# JA - same sex relationship means tested?



## Betty boop (24 Feb 2009)

Hi, am unemployed, same sex partner working full time. When they do the means test for JA will a same sex couple be treated the same as hetero couple? On welfare.ie states :co-habiting couple: acting as "man and wife" everywhere. Thanking you.


----------



## Welfarite (25 Feb 2009)

Yes, a same-sex couple are treated the same as a hetero couple for SW purposes. There has been debate on other threads about what is taken into account when defining co-habitation. There is no definition in law for it. SW use the following (for 'husband and wife' you can read 'same sex couple' for your purposes):

*LIVING TOGETHER* as husband and wife: 
1. CO-RESIDENCE
2. HOUSEHOLD RELATIONSHIP:
- FINANCES SHARED
- DUTIES SHARED
Living together *AS HUSBAND AND WIFE*:
3. STABILITY
4. SOCIAL
5. SEXUAL

See this for more explanation


----------



## Dreamerb (25 Feb 2009)

I'm loth to disagree with Welfarite, who's normally very well informed on these things, but this is _not _accurate. Same-sex couples are treated as individuals under the social welfare code. The legal term "living together as husband and wife" (which _is _in the Social Welfare code) applies to opposite sex couples only.

In fact, the full term used for a variety of social welfare purposes, is "'spouse means [...] a man and woman who are not married to each other but are cohabiting as *husband* and *wife*."

See, for example, subsection (10) in this link:
http://www.irishstatutebook.ie/2005/en/act/pub/0026/sec0003.html

There is an ongoing exercise in the Department of Social and Family Affairs on equality proofing the social welfare code, and this is obviously liable to change.


----------



## Welfarite (25 Feb 2009)

Dreamerb, I was under the impression that same-sex couples were treated as cohabitating for SW purposes (there is no legal term for cohabitation). But if you say otherwise, I can't argue as I have no evidence of which way is correct....! 

Any examples out there of experiences of same-sex couples being treated as individuals under SW rules?...


----------



## Dreamerb (25 Feb 2009)

jaybird said:


> It does repeatedly mention man and woman in the text, it doesn't provide for a same sex relationship. On the other hand, there is nothing in the text to specifically exclude same-sex relationships. There must be a ruling somewhere though?


The legislative definition (at the link I provided) is very clear - it says "a man and woman who are not married to each other but are cohabiting as husband and wife.". That is not and cannot be interpreted as including a same-sex relationship.


----------



## Dreamerb (25 Feb 2009)

Welfarite said:


> Dremerb, I was under the impression that same-sex couples were treated as cohabitating for SW purposes (there is no legal term for cohabitation). But if you say otherwise....
> 
> Any examples out there of experiences of same-sex couples being treated as individuals under SW rules?...

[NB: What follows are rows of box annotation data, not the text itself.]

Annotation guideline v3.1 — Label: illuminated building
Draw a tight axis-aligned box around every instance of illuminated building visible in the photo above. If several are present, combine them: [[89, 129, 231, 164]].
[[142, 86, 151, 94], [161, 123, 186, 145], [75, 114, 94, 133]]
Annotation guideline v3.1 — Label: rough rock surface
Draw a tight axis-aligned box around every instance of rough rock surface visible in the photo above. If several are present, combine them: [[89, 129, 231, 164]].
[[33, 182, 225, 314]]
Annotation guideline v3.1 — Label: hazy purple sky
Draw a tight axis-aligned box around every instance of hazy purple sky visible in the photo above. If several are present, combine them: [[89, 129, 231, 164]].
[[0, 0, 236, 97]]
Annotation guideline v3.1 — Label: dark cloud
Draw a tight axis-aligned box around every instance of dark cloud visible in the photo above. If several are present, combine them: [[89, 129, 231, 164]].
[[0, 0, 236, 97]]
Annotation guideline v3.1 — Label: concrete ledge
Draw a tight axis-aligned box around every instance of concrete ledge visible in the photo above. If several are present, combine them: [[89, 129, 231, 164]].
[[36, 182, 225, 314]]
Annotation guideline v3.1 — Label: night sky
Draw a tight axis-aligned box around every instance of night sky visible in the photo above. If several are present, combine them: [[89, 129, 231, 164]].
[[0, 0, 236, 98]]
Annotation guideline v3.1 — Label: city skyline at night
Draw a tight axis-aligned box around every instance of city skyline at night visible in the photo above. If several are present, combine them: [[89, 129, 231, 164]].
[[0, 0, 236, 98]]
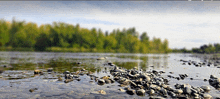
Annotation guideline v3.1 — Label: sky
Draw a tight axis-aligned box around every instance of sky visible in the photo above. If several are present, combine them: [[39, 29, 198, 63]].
[[0, 1, 220, 49]]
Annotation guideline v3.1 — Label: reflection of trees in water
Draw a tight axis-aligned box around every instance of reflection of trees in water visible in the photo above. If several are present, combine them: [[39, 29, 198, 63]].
[[146, 54, 168, 69]]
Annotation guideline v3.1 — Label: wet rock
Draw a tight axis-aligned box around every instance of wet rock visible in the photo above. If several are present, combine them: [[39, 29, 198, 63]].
[[210, 75, 217, 79], [64, 79, 73, 83], [97, 57, 106, 60], [77, 62, 82, 65], [203, 94, 212, 99], [200, 86, 211, 92], [98, 90, 106, 95], [64, 74, 73, 79], [160, 88, 167, 97], [193, 93, 201, 99], [98, 79, 105, 85], [105, 79, 111, 84], [126, 89, 135, 95], [118, 88, 125, 92], [0, 68, 4, 74], [152, 70, 158, 75], [168, 91, 177, 98], [47, 68, 53, 72], [58, 77, 63, 81], [29, 88, 38, 92], [148, 89, 155, 95], [183, 87, 192, 95], [34, 70, 41, 74], [76, 78, 81, 81], [174, 84, 182, 89], [149, 96, 165, 99], [81, 68, 86, 71], [63, 71, 70, 74], [169, 72, 174, 74], [108, 62, 115, 66], [136, 89, 145, 96], [109, 78, 115, 83]]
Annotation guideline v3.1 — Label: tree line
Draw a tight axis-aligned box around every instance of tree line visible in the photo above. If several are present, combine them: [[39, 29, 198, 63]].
[[0, 19, 171, 53], [172, 43, 220, 54]]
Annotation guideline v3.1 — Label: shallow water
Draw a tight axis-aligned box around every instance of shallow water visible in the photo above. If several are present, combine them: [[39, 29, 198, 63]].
[[0, 52, 220, 99]]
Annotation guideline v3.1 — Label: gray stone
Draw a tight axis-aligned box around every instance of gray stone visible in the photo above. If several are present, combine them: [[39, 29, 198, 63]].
[[136, 89, 145, 96]]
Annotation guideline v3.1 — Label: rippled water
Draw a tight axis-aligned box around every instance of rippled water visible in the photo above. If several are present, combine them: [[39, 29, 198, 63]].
[[0, 52, 220, 99]]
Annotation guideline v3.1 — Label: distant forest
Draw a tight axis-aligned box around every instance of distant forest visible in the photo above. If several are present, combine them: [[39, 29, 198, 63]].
[[0, 19, 171, 53], [172, 43, 220, 54]]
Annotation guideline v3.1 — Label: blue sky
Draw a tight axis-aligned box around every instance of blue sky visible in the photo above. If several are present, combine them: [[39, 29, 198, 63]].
[[0, 1, 220, 49]]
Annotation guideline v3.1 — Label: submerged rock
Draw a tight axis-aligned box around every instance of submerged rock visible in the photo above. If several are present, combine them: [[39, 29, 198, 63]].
[[126, 89, 135, 95], [136, 89, 145, 96], [203, 94, 212, 99], [34, 69, 42, 74], [98, 90, 106, 95], [29, 88, 38, 92], [200, 86, 211, 91], [98, 79, 105, 85]]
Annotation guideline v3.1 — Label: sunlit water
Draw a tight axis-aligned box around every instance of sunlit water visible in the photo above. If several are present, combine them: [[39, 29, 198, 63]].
[[0, 52, 220, 99]]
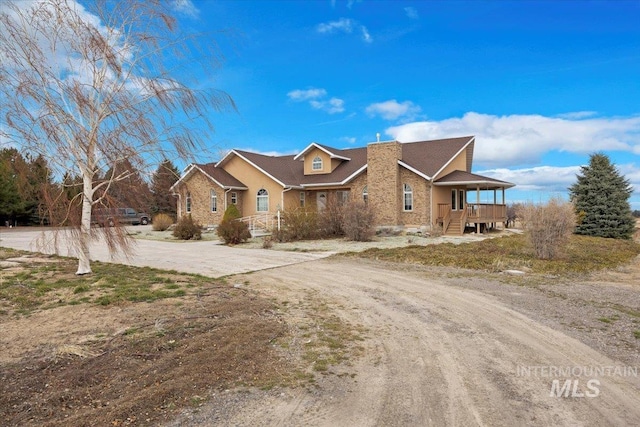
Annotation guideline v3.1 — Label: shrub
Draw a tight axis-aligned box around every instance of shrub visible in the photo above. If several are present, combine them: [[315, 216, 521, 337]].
[[342, 202, 375, 242], [222, 203, 242, 221], [274, 208, 318, 242], [318, 193, 344, 237], [262, 236, 273, 249], [151, 214, 173, 231], [517, 198, 576, 259], [173, 215, 202, 240], [218, 204, 251, 245]]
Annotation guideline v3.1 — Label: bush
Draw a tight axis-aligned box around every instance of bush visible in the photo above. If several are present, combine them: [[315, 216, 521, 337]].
[[151, 214, 173, 231], [222, 203, 242, 221], [318, 193, 344, 237], [218, 204, 251, 245], [274, 208, 318, 242], [342, 202, 375, 242], [173, 215, 202, 240], [517, 199, 576, 259]]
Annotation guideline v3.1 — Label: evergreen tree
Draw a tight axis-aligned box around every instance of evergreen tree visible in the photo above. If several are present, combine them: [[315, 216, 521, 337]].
[[151, 159, 180, 218], [0, 157, 22, 225], [569, 153, 635, 239]]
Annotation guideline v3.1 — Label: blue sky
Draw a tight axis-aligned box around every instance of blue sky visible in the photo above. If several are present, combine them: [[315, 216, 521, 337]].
[[5, 0, 640, 209], [176, 0, 640, 209]]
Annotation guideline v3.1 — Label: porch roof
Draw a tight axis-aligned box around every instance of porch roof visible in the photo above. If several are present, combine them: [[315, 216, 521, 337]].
[[433, 170, 515, 190]]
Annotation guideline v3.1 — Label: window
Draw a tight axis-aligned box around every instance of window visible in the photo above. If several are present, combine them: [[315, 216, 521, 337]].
[[402, 184, 413, 211], [211, 190, 218, 212], [336, 191, 349, 206], [311, 156, 322, 171], [256, 188, 269, 212]]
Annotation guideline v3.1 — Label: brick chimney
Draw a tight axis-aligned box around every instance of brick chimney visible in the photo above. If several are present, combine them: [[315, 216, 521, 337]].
[[367, 141, 402, 226]]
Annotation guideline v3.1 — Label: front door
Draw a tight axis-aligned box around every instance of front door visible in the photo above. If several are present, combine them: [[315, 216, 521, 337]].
[[316, 191, 327, 212]]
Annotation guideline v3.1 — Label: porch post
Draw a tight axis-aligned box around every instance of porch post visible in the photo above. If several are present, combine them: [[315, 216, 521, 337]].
[[476, 184, 480, 234], [493, 188, 498, 228]]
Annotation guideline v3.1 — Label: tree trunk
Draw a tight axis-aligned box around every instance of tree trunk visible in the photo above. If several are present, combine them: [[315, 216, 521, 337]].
[[76, 173, 93, 275]]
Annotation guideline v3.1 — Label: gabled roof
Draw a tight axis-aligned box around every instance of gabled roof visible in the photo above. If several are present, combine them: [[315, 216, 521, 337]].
[[293, 142, 351, 161], [433, 171, 515, 189], [170, 163, 248, 191], [172, 136, 500, 189], [398, 136, 475, 179]]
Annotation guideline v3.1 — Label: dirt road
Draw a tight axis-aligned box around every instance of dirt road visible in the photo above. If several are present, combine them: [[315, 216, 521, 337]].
[[173, 259, 640, 426]]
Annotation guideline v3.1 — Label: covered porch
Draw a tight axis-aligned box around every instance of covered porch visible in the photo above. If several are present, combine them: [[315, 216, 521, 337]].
[[433, 171, 515, 235]]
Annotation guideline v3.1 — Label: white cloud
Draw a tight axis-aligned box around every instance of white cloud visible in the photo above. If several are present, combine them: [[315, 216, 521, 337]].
[[340, 136, 357, 145], [317, 18, 354, 34], [309, 98, 344, 114], [477, 166, 580, 193], [365, 99, 421, 120], [386, 112, 640, 167], [404, 6, 419, 19], [287, 88, 327, 101], [172, 0, 200, 18], [316, 18, 373, 43], [287, 88, 344, 114]]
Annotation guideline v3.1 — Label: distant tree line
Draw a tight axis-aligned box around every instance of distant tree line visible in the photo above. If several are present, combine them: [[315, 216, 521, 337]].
[[0, 148, 179, 226]]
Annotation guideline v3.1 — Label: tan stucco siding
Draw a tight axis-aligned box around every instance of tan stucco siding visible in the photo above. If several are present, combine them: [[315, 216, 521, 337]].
[[399, 168, 431, 227], [282, 189, 308, 211], [223, 156, 282, 216], [304, 148, 332, 175]]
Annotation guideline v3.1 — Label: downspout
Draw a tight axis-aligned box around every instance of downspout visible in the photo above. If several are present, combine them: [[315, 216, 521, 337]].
[[224, 188, 233, 212], [280, 187, 293, 211]]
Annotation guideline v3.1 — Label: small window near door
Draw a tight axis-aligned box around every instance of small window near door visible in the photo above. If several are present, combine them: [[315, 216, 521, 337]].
[[211, 190, 218, 212], [402, 184, 413, 211], [256, 188, 269, 212], [336, 191, 349, 206], [311, 156, 322, 171]]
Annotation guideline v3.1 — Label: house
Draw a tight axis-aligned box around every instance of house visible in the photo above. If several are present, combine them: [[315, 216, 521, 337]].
[[171, 136, 514, 234]]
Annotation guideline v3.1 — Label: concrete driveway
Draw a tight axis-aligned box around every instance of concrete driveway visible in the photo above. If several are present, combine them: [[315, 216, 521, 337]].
[[0, 228, 332, 277]]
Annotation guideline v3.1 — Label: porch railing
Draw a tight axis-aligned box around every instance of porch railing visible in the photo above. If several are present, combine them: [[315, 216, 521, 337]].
[[466, 203, 507, 223]]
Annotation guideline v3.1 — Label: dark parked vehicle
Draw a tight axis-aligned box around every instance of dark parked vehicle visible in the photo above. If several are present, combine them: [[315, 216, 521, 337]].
[[93, 208, 151, 227]]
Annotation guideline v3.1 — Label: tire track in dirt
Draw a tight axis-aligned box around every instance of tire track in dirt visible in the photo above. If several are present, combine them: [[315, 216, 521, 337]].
[[180, 259, 640, 426]]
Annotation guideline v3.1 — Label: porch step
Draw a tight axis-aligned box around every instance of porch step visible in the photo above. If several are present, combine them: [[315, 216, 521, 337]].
[[444, 221, 462, 236]]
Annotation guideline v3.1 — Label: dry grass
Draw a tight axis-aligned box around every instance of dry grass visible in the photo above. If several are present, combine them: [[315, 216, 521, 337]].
[[348, 235, 640, 274]]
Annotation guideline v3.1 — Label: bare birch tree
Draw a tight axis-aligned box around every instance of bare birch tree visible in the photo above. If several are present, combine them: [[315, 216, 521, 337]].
[[0, 0, 235, 274]]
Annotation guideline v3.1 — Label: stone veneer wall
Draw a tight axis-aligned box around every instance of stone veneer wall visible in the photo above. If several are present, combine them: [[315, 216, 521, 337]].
[[367, 141, 402, 226], [178, 172, 228, 226]]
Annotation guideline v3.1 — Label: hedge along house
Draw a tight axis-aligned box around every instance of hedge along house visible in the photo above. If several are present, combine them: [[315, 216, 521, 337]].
[[171, 136, 514, 234]]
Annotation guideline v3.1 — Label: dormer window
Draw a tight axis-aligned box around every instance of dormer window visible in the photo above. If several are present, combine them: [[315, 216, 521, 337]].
[[311, 156, 322, 171]]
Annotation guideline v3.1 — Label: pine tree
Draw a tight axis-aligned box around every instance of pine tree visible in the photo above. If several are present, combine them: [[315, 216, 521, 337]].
[[569, 153, 635, 239]]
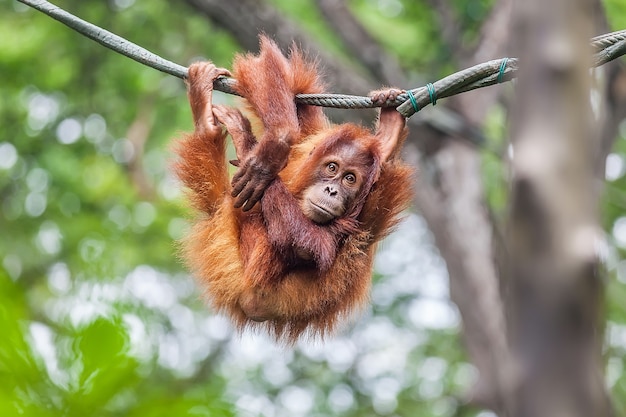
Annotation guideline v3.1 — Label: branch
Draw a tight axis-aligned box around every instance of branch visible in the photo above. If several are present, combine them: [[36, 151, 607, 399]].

100% confident! It is liable to change consequent on DSFA's current exercise, but there's so much to be changed that it's dragging very slowly...


----------



## Dreamerb (25 Feb 2009)

jaybird said:


> [...] as you added that after I had written my post[...]




Premature posting strikes again!


----------



## Welfarite (25 Feb 2009)

Thanks for clearing that up for me, Dreamerb.


----------



## Betty boop (25 Feb 2009)

Dear all, thank you for that, very helpful and just goes to show that there is alot of work to be done on the equality front as yet.


----------



## Bronte (26 Feb 2009)

You are joking, isn't it better for social welfare to be treated as two individuals rather that a couple.  I have no problem with social welfare treating a same sex couple as a married couple if they can get all the benefits available in the tax code and under inheritance laws etc.


----------



## Caveat (26 Feb 2009)

Related info: some survey (can't remember details, on _Today FM_ news this morning) apprently yielded that the majority of Irish people (I think it mentioned 6/10) are in favour of same sex marriages.


----------



## Smashbox (26 Feb 2009)

I think it would be nice to have the choice to be seen as a couple if you are in a loving, same sex relationship. There are a lot of people trying to get equality, but I doubt it will happen anytime soon.


----------